Preparing to Become a Legal Investigator: Education and State Certification
A legal investigator is an interdisciplinary profession, as these professionals must have excellent investigative skills and a profound understanding of the law, as well as the criminal and civil justice systems.
Although there is no clear-cut path to a career as a legal investigator, most employers require a four-year degree in criminal justice, political science, or a related field, as well as coursework in the legal system.
Coursework often pursued by individuals seeking to pursue legal investigator jobs includes legal terminology, legal ethics, civil litigation, criminal litigation, legal research, and investigative techniques.
A comprehensive education, through a bachelor’s or graduate degree in criminal justice, should include the following:
- Legal and ethical considerations for the legal investigator
- An introduction to the legal system and the proper service of the legal process
- General interviewing and investigation techniques
- Sources of leads and information
- Taking witness statements
- Surveillance techniques
- Fact analysis
- Document analysis and control
- Testimony and case studies
Interested in becoming a Legal Investigator? Find private investigator schools, programs, and education options near you.

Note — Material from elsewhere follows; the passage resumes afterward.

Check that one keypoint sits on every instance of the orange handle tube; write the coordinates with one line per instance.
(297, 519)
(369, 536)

According to the National Association of Legal Investigators, these investigators must have a thorough knowledge of the following:
- Statutory and case law
- Local rules of court
- Civil procedure
- Forensic sciences
- Techniques of evidence collection
- Evidence preservation
- Evidence admissibility
Beyond a degree, most states require legal investigators to be licensed private investigators. Although state requirements to become a licensed private investigator differ from one state to the next, most states require minimum education and experience for private investigator candidates. Furthermore, some states require passing a written examination.
Professional Certification for Legal Investigators
Legal investigators often pursue professional certification to distinguish themselves in this highly competitive field. For example, many legal investigators pursue the Certified Legal Investigator certification from the National Association of Legal Investigators.

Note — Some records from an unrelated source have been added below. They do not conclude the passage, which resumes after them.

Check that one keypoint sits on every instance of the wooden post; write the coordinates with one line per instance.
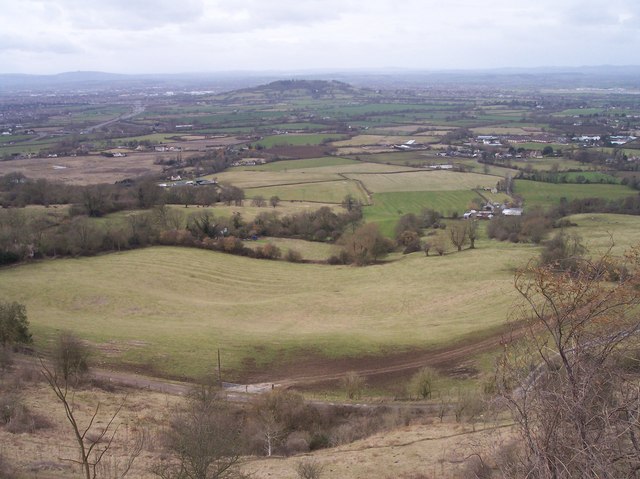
(219, 370)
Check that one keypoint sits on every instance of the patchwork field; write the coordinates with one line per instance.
(423, 181)
(167, 310)
(84, 170)
(257, 177)
(320, 192)
(388, 207)
(549, 194)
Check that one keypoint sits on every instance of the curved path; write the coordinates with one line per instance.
(369, 368)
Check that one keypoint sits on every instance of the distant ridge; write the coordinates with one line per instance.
(603, 76)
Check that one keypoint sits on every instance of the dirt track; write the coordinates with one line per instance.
(315, 371)
(379, 369)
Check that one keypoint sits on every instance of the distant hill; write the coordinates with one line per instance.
(297, 88)
(325, 84)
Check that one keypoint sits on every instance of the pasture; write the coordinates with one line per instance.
(84, 170)
(285, 165)
(167, 310)
(388, 207)
(320, 192)
(423, 181)
(296, 140)
(549, 194)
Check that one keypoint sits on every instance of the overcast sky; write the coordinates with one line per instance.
(178, 36)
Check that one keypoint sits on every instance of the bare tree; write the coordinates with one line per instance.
(274, 201)
(572, 386)
(458, 234)
(353, 385)
(203, 439)
(93, 442)
(472, 232)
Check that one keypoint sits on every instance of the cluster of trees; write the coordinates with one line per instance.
(98, 200)
(572, 385)
(206, 435)
(564, 177)
(322, 224)
(410, 229)
(24, 235)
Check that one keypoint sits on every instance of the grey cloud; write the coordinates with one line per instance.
(37, 44)
(130, 14)
(223, 16)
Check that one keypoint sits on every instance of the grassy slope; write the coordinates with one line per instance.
(423, 181)
(549, 194)
(170, 308)
(388, 207)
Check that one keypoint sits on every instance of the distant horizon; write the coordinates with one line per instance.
(168, 37)
(329, 70)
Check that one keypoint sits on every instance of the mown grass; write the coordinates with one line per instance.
(388, 207)
(323, 192)
(549, 194)
(296, 140)
(423, 181)
(301, 164)
(169, 309)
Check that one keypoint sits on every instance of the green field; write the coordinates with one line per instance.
(167, 310)
(388, 207)
(285, 165)
(251, 177)
(423, 181)
(549, 194)
(310, 250)
(324, 191)
(295, 140)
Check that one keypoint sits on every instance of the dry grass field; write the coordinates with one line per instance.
(84, 170)
(424, 446)
(423, 181)
(168, 309)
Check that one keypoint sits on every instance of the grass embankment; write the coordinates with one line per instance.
(169, 309)
(549, 194)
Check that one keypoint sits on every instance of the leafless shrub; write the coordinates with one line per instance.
(6, 470)
(353, 385)
(17, 417)
(422, 383)
(297, 442)
(577, 408)
(309, 469)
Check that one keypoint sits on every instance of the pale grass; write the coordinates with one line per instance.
(183, 304)
(48, 452)
(256, 178)
(84, 170)
(321, 192)
(439, 450)
(424, 181)
(363, 140)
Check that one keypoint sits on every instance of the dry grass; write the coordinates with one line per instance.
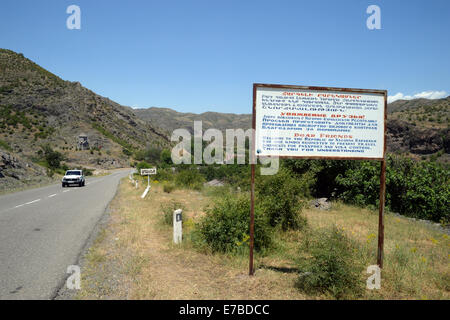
(136, 251)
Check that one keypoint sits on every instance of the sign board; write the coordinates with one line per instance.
(177, 226)
(319, 122)
(147, 172)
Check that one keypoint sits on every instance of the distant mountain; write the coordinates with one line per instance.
(419, 127)
(37, 107)
(170, 120)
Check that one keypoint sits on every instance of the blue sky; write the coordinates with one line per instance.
(197, 56)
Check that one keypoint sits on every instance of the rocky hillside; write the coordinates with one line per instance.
(418, 127)
(37, 107)
(16, 172)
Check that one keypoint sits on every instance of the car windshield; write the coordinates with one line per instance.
(73, 173)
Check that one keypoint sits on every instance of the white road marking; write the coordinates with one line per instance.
(33, 201)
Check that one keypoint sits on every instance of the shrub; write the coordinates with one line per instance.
(142, 165)
(190, 178)
(280, 198)
(226, 227)
(331, 265)
(417, 189)
(168, 187)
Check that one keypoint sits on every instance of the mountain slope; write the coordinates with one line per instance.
(418, 127)
(37, 107)
(170, 120)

The National Association of Legal Investigators sets national certification standards for legal investigators and grants national certification to those individuals who meet professional requirements and who successfully pass written and oral examinations and complete a 1,000-word research paper. Legal investigators who hold the credential of Certified Legal Investigator must complete continuing education credits to maintain their designation.
Only those legal investigators who: (a) are licensed (if required) to practice, and, (b) have at least 5 years of verifiable work experience as a full-time legal investigator (60 semester hours of education at an accredited college or university may be substituted for one year of experience) are qualified to begin the Certified Legal Investigator program.
Salary Statistics and Forecasts for Legal Investigators
Back in 2011, the salary survey conducted by the National Organization of Bar Counsel (NOBC), which included solicited responses from all 50 states, as well as the District of Columbia, the average salary for a legal investigator was $61,209. The maximum salary in this field, according to the survey, was $123,701.
The survey also found that legal investigators in the eastern region of the county earned an average salary of $73,089; legal investigators in the country’s southern region earned an average salary of $47,663; legal investigators in the western region earned an average salary of $61,442, and legal investigators in the central region earned an average salary of $59,698.
Now as per the updates from August 2021, according to Zippia Careers, the job outlook research states that the annual salary for legal investigators is around $57,984 a year.
Between 2018 and 2028, the career is expected to grow 6% and produce 50,100 job opportunities across the U.S.